My research interests are diverse, but fundamentally revolve around questions of ethics and sustainability in advertising and consumption. Specifically, I study advertising ethics and regulation, advertising rhetoric, social and charity marketing, and second-hand consumption, but I am also interested in areas of consumer vulnerability, emotions, and the role of societal and cultural norms in consumption practices. I have a particular interst in the public and non-profit contexts exploring how marketing can be used here as a force for good as well as how consumers can be supported in consuming ethically and sustainably.

  • My work on advertising thus far focused on developing a nuanced and in-depth understanding of shocking, offensive, and controversial advertising within the public and nonprofit sectors. My PhD thesis adopted stakeholder theory as an overarching frame and specifically explored the regulatory processes of such advertising tactics with an emphasis on interpretations of these by different stakeholder groups involved, including the public and nonprofit organisations, advertising creatives, regulators, and audiences. Currently, I am exploring the rhetoric in controversial advertising, specifically working with Aristotelian notions of rhetoric and building on a methodological approach developed in my doctoral work.
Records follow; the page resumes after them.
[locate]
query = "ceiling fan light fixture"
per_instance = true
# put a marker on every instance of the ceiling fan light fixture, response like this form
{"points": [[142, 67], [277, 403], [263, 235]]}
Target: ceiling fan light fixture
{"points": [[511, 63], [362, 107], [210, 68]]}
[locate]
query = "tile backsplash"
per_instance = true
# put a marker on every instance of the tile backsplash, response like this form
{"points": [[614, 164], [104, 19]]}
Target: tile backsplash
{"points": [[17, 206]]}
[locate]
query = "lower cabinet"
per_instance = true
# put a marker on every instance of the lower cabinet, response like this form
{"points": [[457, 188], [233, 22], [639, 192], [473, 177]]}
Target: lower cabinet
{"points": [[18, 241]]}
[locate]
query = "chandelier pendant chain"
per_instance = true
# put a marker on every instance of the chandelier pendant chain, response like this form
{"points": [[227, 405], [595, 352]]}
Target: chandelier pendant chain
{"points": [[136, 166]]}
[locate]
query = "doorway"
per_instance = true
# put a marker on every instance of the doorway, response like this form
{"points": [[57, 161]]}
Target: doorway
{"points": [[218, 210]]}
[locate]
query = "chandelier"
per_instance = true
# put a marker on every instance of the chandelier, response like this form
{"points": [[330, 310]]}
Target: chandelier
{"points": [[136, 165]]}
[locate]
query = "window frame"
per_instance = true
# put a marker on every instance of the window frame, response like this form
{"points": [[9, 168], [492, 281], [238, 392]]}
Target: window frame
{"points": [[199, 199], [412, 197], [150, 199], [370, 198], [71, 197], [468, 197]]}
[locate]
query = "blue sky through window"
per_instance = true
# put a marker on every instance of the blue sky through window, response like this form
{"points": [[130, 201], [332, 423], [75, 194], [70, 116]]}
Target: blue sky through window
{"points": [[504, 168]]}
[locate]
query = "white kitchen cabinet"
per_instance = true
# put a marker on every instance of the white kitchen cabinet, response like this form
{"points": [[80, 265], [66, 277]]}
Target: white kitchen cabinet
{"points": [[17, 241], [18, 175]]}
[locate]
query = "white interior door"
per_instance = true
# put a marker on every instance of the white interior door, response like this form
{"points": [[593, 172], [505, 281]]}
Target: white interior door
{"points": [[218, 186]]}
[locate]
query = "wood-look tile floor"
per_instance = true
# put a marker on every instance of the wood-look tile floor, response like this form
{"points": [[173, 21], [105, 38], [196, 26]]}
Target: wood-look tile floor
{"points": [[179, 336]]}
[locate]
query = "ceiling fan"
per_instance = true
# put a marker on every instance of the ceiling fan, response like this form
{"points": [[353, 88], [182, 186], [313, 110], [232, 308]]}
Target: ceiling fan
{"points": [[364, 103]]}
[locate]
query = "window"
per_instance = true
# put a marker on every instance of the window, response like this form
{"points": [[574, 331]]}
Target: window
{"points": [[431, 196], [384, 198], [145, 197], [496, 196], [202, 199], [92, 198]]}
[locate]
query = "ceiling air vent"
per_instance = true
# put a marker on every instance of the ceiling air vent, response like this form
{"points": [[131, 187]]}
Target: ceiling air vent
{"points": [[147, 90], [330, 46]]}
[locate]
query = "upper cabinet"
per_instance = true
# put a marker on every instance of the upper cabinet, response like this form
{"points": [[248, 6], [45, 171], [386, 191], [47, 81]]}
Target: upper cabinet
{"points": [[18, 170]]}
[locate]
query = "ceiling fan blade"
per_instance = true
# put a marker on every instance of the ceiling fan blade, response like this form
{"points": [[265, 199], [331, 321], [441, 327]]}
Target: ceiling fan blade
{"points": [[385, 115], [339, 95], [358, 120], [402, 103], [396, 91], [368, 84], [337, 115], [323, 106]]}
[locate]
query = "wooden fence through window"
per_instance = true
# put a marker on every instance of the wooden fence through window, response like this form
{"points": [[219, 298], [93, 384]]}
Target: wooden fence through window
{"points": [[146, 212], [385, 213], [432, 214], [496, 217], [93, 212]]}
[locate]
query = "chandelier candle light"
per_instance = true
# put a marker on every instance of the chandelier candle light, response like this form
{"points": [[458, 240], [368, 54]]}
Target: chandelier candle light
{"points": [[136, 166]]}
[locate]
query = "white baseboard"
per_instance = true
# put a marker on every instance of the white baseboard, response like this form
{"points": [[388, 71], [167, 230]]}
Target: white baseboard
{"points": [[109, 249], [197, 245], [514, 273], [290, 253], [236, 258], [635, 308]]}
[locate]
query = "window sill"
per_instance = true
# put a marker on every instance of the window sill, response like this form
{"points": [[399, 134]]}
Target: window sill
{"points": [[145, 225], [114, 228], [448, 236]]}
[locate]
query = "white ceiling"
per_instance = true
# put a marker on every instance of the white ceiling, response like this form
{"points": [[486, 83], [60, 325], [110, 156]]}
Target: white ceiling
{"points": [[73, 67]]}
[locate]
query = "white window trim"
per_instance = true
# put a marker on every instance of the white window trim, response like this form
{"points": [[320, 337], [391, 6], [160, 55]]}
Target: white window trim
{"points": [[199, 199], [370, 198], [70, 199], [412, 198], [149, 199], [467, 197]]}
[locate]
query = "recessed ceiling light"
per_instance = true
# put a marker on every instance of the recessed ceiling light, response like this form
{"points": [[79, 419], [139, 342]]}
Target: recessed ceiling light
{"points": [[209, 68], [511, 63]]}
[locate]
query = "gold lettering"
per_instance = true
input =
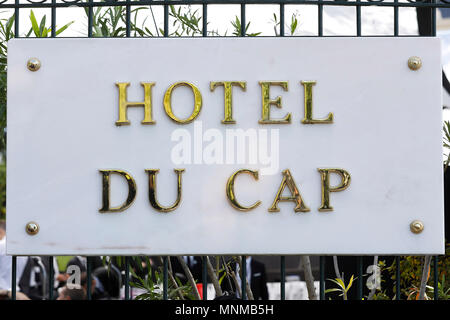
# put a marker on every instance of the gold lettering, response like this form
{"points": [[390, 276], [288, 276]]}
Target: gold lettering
{"points": [[230, 190], [307, 85], [124, 104], [152, 190], [197, 102], [228, 97], [326, 189], [106, 187], [296, 197], [267, 102]]}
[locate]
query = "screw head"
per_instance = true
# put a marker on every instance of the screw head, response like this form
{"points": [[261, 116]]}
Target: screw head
{"points": [[32, 228], [414, 63], [33, 64], [416, 226]]}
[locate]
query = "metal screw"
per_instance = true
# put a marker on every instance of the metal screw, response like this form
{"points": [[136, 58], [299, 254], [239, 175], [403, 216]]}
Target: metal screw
{"points": [[416, 226], [414, 63], [33, 64], [32, 228]]}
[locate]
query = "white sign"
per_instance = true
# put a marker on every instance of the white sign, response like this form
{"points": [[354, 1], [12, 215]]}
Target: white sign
{"points": [[263, 146]]}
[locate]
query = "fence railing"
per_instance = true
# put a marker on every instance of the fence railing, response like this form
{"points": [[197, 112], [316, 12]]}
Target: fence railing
{"points": [[426, 10]]}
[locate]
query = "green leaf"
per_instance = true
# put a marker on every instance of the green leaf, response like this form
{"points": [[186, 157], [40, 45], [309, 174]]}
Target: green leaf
{"points": [[60, 30]]}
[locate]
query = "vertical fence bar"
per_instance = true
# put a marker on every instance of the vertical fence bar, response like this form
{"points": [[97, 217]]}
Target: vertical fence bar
{"points": [[13, 278], [320, 20], [283, 278], [165, 278], [244, 278], [359, 265], [53, 23], [433, 19], [90, 18], [127, 20], [51, 278], [127, 278], [89, 278], [166, 20], [16, 19], [322, 277], [205, 20], [282, 20], [243, 20], [436, 277], [397, 278], [358, 18], [205, 278]]}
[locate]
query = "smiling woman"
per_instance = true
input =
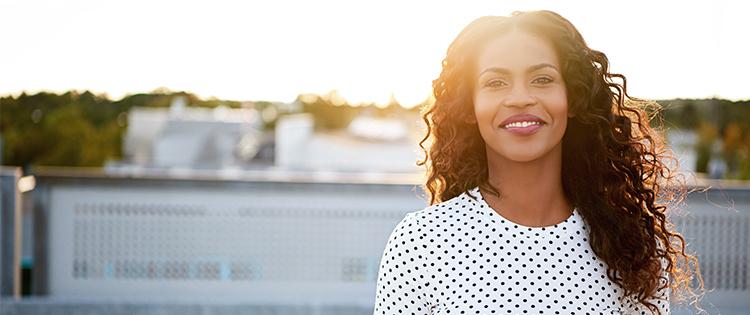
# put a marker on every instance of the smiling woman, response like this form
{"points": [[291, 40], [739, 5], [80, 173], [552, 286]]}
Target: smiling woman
{"points": [[543, 177]]}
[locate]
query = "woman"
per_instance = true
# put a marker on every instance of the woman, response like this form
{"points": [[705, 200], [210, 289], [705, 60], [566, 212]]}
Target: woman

I am also researching the persuasive strategies of advertising self-regulation as a model for regulating the advertising industry, and how deodorant advertising historically used stigma for developing market legitimacy.
  • My work within the sustainability domain focuses mainly on second-hand consumption and the charity shop context, contributing more widely to work on supporting reuse and the circular economy. Building on a project exploring second-hand consumption through a virtue ethics perspective, I am currently investigating the work involved in supporting second-hand consumption and the ways to overcome consumer aversion towards clothing reuse and sustainable consumption practices. Additionally, I work on projects focused on the pedagogies for integrating ethics and sustainability within the classroom.

Methodologically speaking, I am a qualitative researcher and tend to employ various types of discourse analyses (critical discourse analysis, rhetorical analysis), and work with documentary and historical / archival data, interviews and ethnographic research.  

I am keen to receive PhD applications in areas closely related to my research interests.